Monday, 14 March 2016

Scallop carpaccio with monks beard, winter tomatoes and fennel

I’m so happy that the winter dreariness seems to be lifting as we welcome the first few sunny days of spring. I am often asked what my favourite time of the year is for produce, and although I love the orange and yellow earthy yields of autumn, the vibrancy and freshness of spring fruit and vegetables really take some beating. I always look forward to embracing the colder months with a glut of steaming soups, stews and slow-cooking. Comfort food at its best. But I’ve had my fill, and now even the slightest tickle of the new season has got me craving small plates of delicately-flavoured morsels. Specifically, carpaccio. 

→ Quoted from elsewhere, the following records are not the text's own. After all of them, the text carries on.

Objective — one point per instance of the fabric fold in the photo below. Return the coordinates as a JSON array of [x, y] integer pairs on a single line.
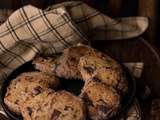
[[30, 31]]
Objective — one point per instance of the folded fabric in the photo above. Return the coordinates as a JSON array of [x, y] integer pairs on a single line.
[[30, 31]]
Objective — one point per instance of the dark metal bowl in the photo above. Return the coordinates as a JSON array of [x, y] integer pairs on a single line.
[[125, 104]]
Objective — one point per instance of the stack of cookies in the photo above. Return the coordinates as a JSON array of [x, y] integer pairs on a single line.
[[34, 95]]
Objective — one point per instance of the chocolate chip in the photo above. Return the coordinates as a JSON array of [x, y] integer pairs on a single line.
[[55, 114], [29, 111], [87, 99], [96, 79], [102, 108], [73, 59], [68, 108], [89, 69], [37, 90]]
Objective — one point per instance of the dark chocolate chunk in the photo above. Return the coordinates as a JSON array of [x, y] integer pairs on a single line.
[[55, 115], [37, 90], [96, 79], [89, 69], [68, 108], [29, 111], [87, 99]]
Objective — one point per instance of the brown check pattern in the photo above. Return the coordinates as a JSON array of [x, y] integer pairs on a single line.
[[30, 31]]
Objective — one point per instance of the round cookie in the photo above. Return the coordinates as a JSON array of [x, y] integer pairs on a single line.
[[26, 86], [105, 70], [67, 65], [50, 105], [102, 101]]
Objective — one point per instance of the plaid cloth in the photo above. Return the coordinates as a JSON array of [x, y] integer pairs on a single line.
[[30, 31]]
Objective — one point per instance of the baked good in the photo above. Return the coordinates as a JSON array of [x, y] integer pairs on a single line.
[[105, 70], [51, 105], [66, 65], [105, 85], [44, 64], [26, 86], [102, 101]]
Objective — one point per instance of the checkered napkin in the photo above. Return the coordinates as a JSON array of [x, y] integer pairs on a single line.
[[30, 31]]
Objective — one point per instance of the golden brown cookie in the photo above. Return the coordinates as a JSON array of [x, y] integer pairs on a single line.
[[26, 86], [102, 101], [104, 70], [54, 106]]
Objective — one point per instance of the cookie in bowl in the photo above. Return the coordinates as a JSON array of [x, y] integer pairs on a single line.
[[50, 105], [26, 86]]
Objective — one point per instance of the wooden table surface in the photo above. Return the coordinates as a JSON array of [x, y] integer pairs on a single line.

As a fishmonger I am lucky to see this seasonal shift at a hands-on level. At this time of year, although the mackerel seem have performed their annual early spring disappearing act, many UK fish and shellfish are at their peak; nearing spawning time and benefitting in condition from the months of cooler water. I am always really inspired by the fish that we sell every week, and there is always something in particular that really shines out. Recently I was excited about the first proper wild black bream run of the season, and it won’t be long until we see the first sea trout. But last week the things that really caught my eye were the scallops. They were real beauties, diver-caught and still housed in their tightly-clenched shells. They immediately got the old recipe-cogs in my brain turning, and I just had to place a greedy order for some.
When I opened the box I wasn’t disappointed. I really enjoy scallops seared in a stinking hot pan, basted in butter until a burnished crust forms on the outside, encasing a tender, just-cooked middle. But with something so fresh (still very much alive), I almost didn’t want to waste them by adding an element of heat. A simple, tomato-based dressing and a few other seasonal bits and pieces were all that was needed to create a really delicious plate of food.
It’s always best to go to a fishmongers with an open mind, and let them tell you what is good on the day. So if scallops aren’t the thing for this recipe, they can be substituted with other raw white fish such as seabass, bream, or even flatfish such as brill, halibut or sole. The other flavourings will allow whatever fish you choose to be the main event.
Serves 2
5 very fresh hand-dived scallops, in their shells 
1 small bunch of monks beard, roots trimmed 
1 large handful (approx. 300g) of winter tomatoes, such as camone 
1 small fennel bulb, fronds kept 
1 Sicilian lemon, zest and juice 
Extra virgin olive oil

First make the tomato dressing. Take two-thirds of the tomatoes and tip into a food processor. Add a good pinch of salt, the zest of the lemon (and any leaves) and about a quarter of the fennel. Pulse the vegetables until coarsely chopped. Line a fine sieve with a piece of muslin, and position over a bowl. Tip the blitzed vegetables into the sieve and allow the clear juices to slowly run into a bowl for about an hour, without squeezing or pushing through. Once the liquid has been collected, pour it into a smaller bowl and set aside. Discard the vegetables. 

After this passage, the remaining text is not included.